The new law stinks, and unfortunately, a lot of finance-related startups
aren't affected by it because they've already come up with workarounds for
this kind of thing. (BankSimple, for example, just provides a software
interface; funds are managed through a regular banking institution.)

However, I'd like to second the notion of taking your ball and going
elsewhere, even if it means opening up some kind of satellite office. Why not
another country? Chile, for example, has been getting lots of press lately for
being startup friendly. They'd probably love to have your product down there.
Yes, it's a smaller, more limited market, but so what? You'd have the
opportunity to get in to an untapped market with a product that already works.
You could keep pumping the product into the U.S. press in the meantime with an
angle that editors will love to run because it'll sell copies faster than
hotcakes: U.S. innovation is moving to other countries because of stifling
laws. (Regardless of your opinion of that point of view, the fact is that it's
one that sells magazines and other print publications right now.)
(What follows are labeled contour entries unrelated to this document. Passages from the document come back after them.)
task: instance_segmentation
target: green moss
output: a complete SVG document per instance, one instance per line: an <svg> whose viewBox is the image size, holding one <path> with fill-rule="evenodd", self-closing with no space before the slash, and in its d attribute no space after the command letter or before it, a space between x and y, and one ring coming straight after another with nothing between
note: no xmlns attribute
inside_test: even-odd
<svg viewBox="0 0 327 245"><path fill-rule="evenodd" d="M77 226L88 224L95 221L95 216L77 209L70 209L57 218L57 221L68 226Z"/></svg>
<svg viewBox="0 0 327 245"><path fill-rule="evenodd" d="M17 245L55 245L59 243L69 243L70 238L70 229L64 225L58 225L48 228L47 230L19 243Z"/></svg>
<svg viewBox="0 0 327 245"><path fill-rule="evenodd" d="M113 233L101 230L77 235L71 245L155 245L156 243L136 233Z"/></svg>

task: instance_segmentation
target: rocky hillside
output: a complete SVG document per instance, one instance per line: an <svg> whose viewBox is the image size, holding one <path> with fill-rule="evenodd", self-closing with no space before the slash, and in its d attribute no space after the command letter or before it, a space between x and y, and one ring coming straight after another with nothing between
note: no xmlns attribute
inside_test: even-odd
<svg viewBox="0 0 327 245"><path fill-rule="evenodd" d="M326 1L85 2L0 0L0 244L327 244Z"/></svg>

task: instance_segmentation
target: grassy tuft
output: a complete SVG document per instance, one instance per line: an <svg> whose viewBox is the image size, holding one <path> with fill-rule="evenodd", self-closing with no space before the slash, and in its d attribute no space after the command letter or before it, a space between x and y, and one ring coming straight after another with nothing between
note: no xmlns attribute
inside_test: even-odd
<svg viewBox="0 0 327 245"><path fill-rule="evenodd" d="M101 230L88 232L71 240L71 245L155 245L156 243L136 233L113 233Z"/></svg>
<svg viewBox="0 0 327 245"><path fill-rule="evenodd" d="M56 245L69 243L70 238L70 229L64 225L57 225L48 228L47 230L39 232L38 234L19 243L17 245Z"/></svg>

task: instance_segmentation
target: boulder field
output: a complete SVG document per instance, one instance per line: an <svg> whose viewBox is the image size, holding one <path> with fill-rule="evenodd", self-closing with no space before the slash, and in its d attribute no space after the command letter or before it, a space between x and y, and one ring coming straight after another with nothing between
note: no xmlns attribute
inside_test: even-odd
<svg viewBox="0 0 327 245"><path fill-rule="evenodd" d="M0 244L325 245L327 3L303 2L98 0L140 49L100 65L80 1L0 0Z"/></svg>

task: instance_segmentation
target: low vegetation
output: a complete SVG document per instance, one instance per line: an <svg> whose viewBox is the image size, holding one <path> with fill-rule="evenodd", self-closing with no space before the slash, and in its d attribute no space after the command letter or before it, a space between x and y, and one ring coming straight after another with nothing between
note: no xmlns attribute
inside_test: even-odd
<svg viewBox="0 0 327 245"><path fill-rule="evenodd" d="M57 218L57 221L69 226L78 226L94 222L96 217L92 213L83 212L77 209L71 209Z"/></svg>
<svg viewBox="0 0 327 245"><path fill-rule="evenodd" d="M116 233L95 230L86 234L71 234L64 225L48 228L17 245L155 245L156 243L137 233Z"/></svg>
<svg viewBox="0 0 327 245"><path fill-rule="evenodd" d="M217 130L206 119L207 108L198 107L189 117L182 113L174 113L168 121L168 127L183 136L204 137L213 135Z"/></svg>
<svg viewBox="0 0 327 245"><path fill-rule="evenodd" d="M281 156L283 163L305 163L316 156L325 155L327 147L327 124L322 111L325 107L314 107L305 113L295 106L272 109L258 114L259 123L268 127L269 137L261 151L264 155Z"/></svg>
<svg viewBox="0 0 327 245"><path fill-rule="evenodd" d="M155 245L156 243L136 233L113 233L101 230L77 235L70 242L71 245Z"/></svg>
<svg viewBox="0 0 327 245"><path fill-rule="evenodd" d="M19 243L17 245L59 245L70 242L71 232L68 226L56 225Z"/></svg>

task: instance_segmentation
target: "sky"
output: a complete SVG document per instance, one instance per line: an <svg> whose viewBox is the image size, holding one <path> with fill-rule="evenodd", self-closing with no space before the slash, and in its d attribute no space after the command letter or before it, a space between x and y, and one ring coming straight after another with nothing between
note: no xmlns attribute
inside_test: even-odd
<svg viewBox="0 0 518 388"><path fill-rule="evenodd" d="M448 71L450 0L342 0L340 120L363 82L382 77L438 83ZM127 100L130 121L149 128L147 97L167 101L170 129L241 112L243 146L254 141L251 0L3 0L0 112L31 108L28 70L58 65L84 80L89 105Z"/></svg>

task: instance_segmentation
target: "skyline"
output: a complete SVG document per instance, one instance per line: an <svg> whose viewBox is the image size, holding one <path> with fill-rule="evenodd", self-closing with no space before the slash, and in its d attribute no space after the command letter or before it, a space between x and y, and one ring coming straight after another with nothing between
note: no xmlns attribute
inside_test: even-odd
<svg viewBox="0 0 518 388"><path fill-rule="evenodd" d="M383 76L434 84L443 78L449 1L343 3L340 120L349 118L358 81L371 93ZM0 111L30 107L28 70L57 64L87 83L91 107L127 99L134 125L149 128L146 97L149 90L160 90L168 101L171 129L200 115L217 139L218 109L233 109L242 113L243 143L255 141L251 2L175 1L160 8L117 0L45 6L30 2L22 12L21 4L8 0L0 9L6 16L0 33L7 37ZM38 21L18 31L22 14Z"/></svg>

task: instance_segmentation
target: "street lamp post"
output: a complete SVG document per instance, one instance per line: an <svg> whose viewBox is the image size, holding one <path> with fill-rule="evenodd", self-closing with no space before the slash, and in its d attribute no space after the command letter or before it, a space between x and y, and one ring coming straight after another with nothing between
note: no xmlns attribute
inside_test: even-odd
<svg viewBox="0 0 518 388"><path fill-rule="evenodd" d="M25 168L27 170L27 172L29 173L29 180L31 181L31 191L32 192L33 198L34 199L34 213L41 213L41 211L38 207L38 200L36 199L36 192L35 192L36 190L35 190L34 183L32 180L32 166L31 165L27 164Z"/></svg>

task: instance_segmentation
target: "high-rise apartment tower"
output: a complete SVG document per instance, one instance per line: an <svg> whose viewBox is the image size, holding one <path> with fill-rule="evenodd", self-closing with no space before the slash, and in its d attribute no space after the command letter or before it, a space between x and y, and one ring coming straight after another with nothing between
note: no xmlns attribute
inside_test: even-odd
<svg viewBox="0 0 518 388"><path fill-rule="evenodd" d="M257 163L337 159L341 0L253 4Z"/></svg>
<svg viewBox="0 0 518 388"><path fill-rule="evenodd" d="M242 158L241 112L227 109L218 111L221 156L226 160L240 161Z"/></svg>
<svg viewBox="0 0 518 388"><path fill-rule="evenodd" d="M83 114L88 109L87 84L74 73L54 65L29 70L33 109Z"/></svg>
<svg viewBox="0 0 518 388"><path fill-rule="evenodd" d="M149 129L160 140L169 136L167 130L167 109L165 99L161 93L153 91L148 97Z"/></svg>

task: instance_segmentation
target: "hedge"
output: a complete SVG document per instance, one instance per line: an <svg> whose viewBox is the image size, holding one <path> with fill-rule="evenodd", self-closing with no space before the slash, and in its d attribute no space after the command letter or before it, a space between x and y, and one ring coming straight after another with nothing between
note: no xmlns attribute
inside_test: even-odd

In all seriousness, in your situation, it's what I'd do. In Go parlance, right
now you're trying to defend from a weak position. Give up that territory now,
before you're any more invested in it, and focus on building a strong position
elsewhere on the board, and then attacking from there.

And you could still continue U.S. operations on other products and projects.
You, personally, wouldn't need to relocate. With your track record, you'd be a
shoe-in for Startup Chile, which would mean you'd get access to a small amount
of capital ($40k IIRC) and all kinds of help during their next application
round.

As far as the Valley goes -- well, fuck 'em. The scene in the Valley is
entirely self-interested; if its revenues aren't directly affected by
something, it just doesn't care.

Getting pissed off at the situation, while certainly understandable, won't
help you to think more clearly about it. Consider all your other options, even
ones you would ordinarily dismiss.